But the firm said contracting in the current year was forecast to return to the black as problem jobs were cleared and inflation spikes settled down.

In accounts filed at Companies House by Careys parent Araglin Holdings, the firm posted a pre-tax profit of £43m in the year to September 2022, up from £16m last time.

It said this was down to its booming land development business and waste management arm Seneca.

Just over £800,000 of its profit also came from Scudder, the demolition business discontinued by the firm in the wake of the bid-rigging probe in the sector which saw the Competition and Markets Authority dish out £60m in fines to 10 firms earlier this year. Careys was handed an £8.2m penalty for its role in the scandal which the firm said it had paid in the spring.

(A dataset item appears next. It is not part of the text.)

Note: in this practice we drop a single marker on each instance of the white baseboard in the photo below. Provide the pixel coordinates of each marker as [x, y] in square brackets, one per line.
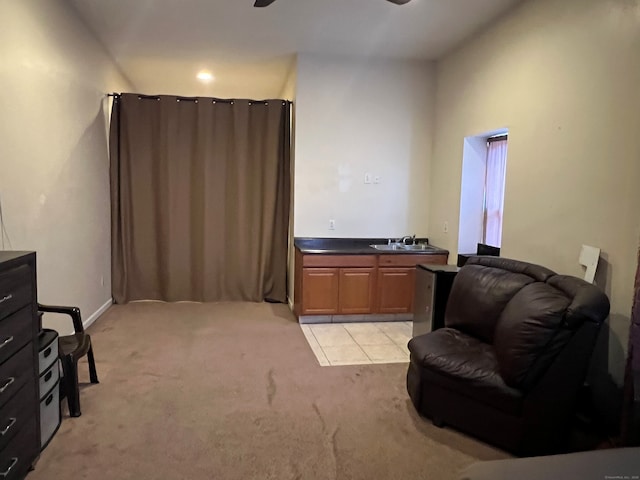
[97, 313]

Careys has previously said the firm has tightened up its governance structure in the wake of the investigation and that the management team at the centre of the scandal is no longer at the business.

Careys said its current order book was over £600m with the firm reaping the benefits of moving into energy from waste schemes where it is building giant concrete storage bunkers for joint venture client HZI on four schemes including Leeds and London.

The firm said it plans to spend £25m on plant and technology in the coming three years, having shelled out £35m on a new warehouse and office complex in Buckinghamshire for its plant and fleet business.

Careys, which has net assets of £157m including £73m of cash, said turnover last year was up 6% to £366m. It expects income this year to be around £400m.